By the summer of 2006, H. Candace Gorman began working as Al Ghizzawi's pro bono attorney, a connection made by the Center for Constitutional Rights. She asked to review the CSRT files. Initially she was told the second CSRT had evaluated new, "secret" information as the basis for its revised finding that al-Ghizzawi was an enemy combatant. She had to travel to government offices to review the secret files. She found there was no new information; the second tribunal had simply overturned the conclusions of the first one.

Gorman submitted a habeas corpus petition to the United States Supreme Court on al-Ghizzawi's behalf in August 2006. All pending habeas corpus cases were stayed following passage of the Military Commissions Act of 2006 in October of that year, as it had provisions restricting their use by detainees considered to be enemy combatants or waiting for review of their cases, whose cases were to be heard under the system authorized by the legislation.

==Lieutenant Colonel Stephen Abraham's 2007 affidavit==
Lieutenant Colonel Stephen Abraham, a reserve officer whose field was intelligence and who is a lawyer in civilian life, served with the Office for the Administrative Review of Detained Enemy Combatants. On 23 June 2007, he submitted an affidavit to the Supreme Court strongly criticizing the entire CSRT process and describing the one Combatant Status Review Tribunal on which he had served, which was that for detainee #654, or al-Ghizzawi.

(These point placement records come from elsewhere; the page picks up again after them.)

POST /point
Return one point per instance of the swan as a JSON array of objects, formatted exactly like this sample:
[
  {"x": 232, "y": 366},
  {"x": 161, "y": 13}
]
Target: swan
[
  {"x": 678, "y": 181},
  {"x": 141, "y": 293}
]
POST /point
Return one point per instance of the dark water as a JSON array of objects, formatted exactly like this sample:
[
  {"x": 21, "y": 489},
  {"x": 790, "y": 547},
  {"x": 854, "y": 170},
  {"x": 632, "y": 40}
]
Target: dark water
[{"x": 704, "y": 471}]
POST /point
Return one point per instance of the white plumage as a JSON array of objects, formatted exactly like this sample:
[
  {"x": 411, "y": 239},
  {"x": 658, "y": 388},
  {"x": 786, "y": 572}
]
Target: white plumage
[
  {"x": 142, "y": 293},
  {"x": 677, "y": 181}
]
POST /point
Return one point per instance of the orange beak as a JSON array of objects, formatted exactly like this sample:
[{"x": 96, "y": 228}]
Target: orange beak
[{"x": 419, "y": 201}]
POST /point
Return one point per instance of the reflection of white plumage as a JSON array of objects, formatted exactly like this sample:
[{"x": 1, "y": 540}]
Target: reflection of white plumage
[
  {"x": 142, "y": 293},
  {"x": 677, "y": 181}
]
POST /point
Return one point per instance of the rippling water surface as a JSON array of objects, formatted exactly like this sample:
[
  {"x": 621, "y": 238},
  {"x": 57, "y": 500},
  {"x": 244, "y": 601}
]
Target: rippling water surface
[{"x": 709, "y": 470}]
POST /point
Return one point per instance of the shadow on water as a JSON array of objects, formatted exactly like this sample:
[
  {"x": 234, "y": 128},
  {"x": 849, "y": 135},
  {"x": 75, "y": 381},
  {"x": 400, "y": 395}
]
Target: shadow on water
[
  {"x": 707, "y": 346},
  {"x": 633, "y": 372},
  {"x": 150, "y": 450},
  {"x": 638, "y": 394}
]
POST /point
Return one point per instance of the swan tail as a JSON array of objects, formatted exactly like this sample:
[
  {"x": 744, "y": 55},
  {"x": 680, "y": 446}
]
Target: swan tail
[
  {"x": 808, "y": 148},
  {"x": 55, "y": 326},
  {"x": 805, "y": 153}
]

Abraham was the first member of a military panel to challenge the conduct of the hearings. He said the panels were strongly pressured to rule that detainees were enemy combatants. His panel resisted pressure to change their determination and continued to find the detainee was not an enemy combatant. He was never asked to sit on another panel. His affidavit is believed to have contributed to the Supreme Court's decision to accept the consolidated cases of Boumediene v. Bush and Al-Odah v. United States for its 2007-2008 docket. It had originally declined to hear this case. In Boumediene v. Bush (2008), the Supreme Court found that detainees had the habeas corpus right for access to federal courts. It found that provisions of the Military Commissions Act of 2006 restricting them to the military system were unconstitutional. In addition, since the CSRTs had been completed in 2005, most detainees were still being held without charges; their cases had not progressed.

Attorneys refiled numerous habeas corpus petitions in federal courts on behalf of detainees to challenge their detention.

==Health==
H. Candace Gorman, Al Ghizzawi's attorney, said that Guantanamo authorities had told her in October 2006 that the detainee had hepatitis B and tuberculosis, the latter contracted at the camp. In December 2007, Gorman alleged that Al Ghizzawi "has not been treated for his hepatitis or tuberculosis and has developed a severe liver infection", and characterized him as "dying a slow and painful death".

On 16 January 2008, Gorman reported on her blog that Al Ghizzawi told her he has AIDS. The Supreme Court denied her request for access to al-Ghizzawi's medical records, after she appealed DOD's denial. DOD has said that privacy restrictions prevent revealing details about an individual detainee's health, but a spokesman at Guantanamo said that no detainee at the camp has been diagnosed with HIV or AIDS.

==Detainee reviews==
Beginning in early 2009, the Obama administration conducted reviews of all detainees held at Guantanamo with the goal of repatriating as many as possible or finding safe places for them, and closing the camps. It has arranged placement for numerous detainees to be released who feared returning to their country of origin. It arranged for Georgia to accept Al Ghizzawi and transferred him there on 23 March 2010.